You need to remember that notification of outbreaks apply to operators of workplaces, educational settings, or residential care facilities. All outbreaks of COVID-19 should be notified to the Department of Health using the communicable disease outbreak notification form or by calling 1300 651 160.

Let’s take a look at an example of a notifiable disease. The table below describes specific information on Measles.
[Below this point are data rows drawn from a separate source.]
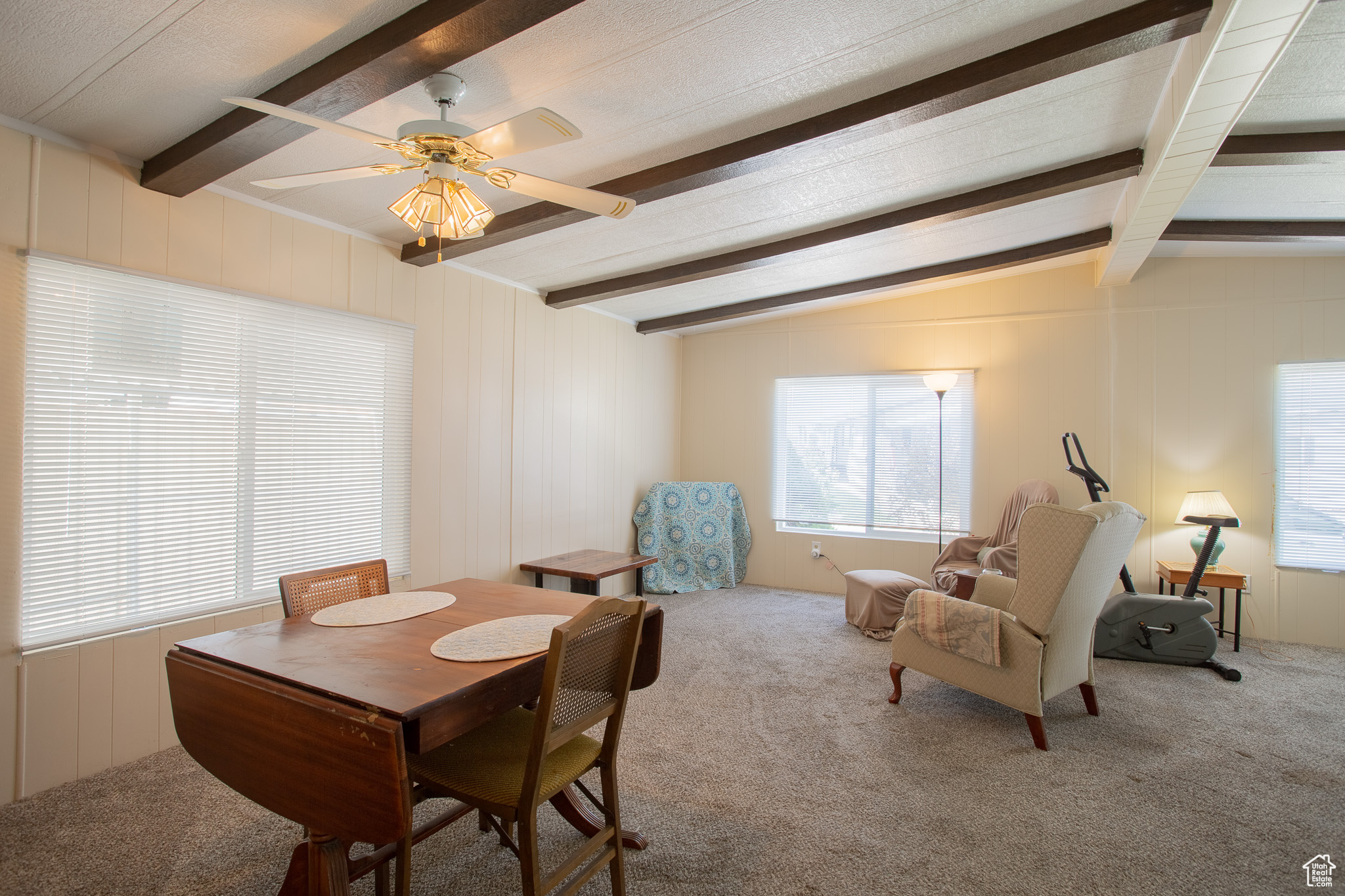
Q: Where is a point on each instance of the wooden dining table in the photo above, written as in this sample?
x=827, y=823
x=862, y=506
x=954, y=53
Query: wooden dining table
x=389, y=670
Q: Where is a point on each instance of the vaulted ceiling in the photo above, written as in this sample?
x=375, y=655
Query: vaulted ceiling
x=651, y=83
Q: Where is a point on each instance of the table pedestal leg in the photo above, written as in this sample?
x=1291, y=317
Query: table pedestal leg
x=320, y=856
x=1238, y=620
x=585, y=820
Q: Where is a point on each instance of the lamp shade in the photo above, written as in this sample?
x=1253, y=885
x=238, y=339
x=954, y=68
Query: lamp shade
x=940, y=382
x=1204, y=504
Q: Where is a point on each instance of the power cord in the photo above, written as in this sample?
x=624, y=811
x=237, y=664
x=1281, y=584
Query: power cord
x=1264, y=651
x=831, y=563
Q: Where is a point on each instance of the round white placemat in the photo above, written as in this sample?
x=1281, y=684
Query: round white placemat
x=503, y=639
x=384, y=608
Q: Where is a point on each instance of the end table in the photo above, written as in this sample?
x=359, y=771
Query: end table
x=586, y=568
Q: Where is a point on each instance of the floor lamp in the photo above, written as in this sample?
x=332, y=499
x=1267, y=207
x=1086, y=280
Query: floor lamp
x=940, y=383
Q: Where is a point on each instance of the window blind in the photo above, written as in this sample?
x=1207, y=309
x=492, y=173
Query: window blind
x=1310, y=465
x=862, y=452
x=183, y=448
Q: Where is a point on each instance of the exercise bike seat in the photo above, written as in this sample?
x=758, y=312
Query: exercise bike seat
x=1156, y=628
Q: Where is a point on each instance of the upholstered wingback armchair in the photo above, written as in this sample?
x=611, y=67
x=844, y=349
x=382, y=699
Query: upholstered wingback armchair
x=1044, y=628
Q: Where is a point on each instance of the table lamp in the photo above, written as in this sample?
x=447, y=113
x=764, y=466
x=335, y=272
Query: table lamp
x=1206, y=504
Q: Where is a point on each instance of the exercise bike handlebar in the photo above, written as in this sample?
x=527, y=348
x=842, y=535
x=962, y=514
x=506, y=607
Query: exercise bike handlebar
x=1095, y=485
x=1093, y=481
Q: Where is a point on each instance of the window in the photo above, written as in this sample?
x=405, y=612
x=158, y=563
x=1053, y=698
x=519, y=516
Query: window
x=1310, y=467
x=185, y=446
x=860, y=456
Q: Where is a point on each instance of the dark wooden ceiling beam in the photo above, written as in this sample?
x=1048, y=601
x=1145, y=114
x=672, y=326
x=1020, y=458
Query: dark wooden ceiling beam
x=1255, y=232
x=977, y=202
x=430, y=38
x=977, y=265
x=1282, y=150
x=1091, y=43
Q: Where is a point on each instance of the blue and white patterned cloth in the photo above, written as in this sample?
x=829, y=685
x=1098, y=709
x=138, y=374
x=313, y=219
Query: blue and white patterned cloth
x=699, y=534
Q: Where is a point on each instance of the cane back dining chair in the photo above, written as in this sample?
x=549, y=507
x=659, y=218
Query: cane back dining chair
x=335, y=769
x=512, y=765
x=304, y=593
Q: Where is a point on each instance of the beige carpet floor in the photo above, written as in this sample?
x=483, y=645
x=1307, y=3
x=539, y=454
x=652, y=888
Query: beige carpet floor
x=767, y=761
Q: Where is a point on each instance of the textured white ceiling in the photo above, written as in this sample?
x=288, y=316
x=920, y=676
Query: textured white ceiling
x=667, y=81
x=651, y=81
x=1305, y=92
x=883, y=253
x=139, y=75
x=1306, y=89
Definition/symptoms Measles is a highly contagious disease, spread by the droplets from when an infected person coughs and sneezes. Symptoms include a red rash and fever. In some people, it can be very serious. Measles is prevented by vaccination. It can affect non-immune people of all ages.
Disease type

Vaccine-preventable

Measles can be prevented with vaccination. If you're eligible, you can get measles vaccines for free under the National Immunisation Program

Clinical features
  • generalised maculopapular rash, usually lasting 3 or more days, and
  • fever (at least 38 °C if measured) present at the time of rash onset, and
  • cough or coryza or conjunctivitis or Koplik spots.
Mode of transmission Measles transmission is airborne by respiratory droplet nuclei spread or by direct contact with infected nasal or throat secretions
Diagnosis The diagnosis should be confirmed by demonstration of anti-measles IgM antibody, detection of measles RNA by polymerase chain reaction (PCR) techniques (if available) or by viral culture.
Notifiable disease Yes
Notification requirements Measles is an ‘urgent’ notifiable condition and must be notified to the relevant department of Health by medical practitioners and pathology services immediately by telephone upon initial diagnosis (presumptive or confirmed). Pathology services must follow up with written notification within 5 days.
Incubation period Approximately 10 days but varies from 7 to 18 days from exposure to the onset of fever. It is usually 14 days until the rash appears.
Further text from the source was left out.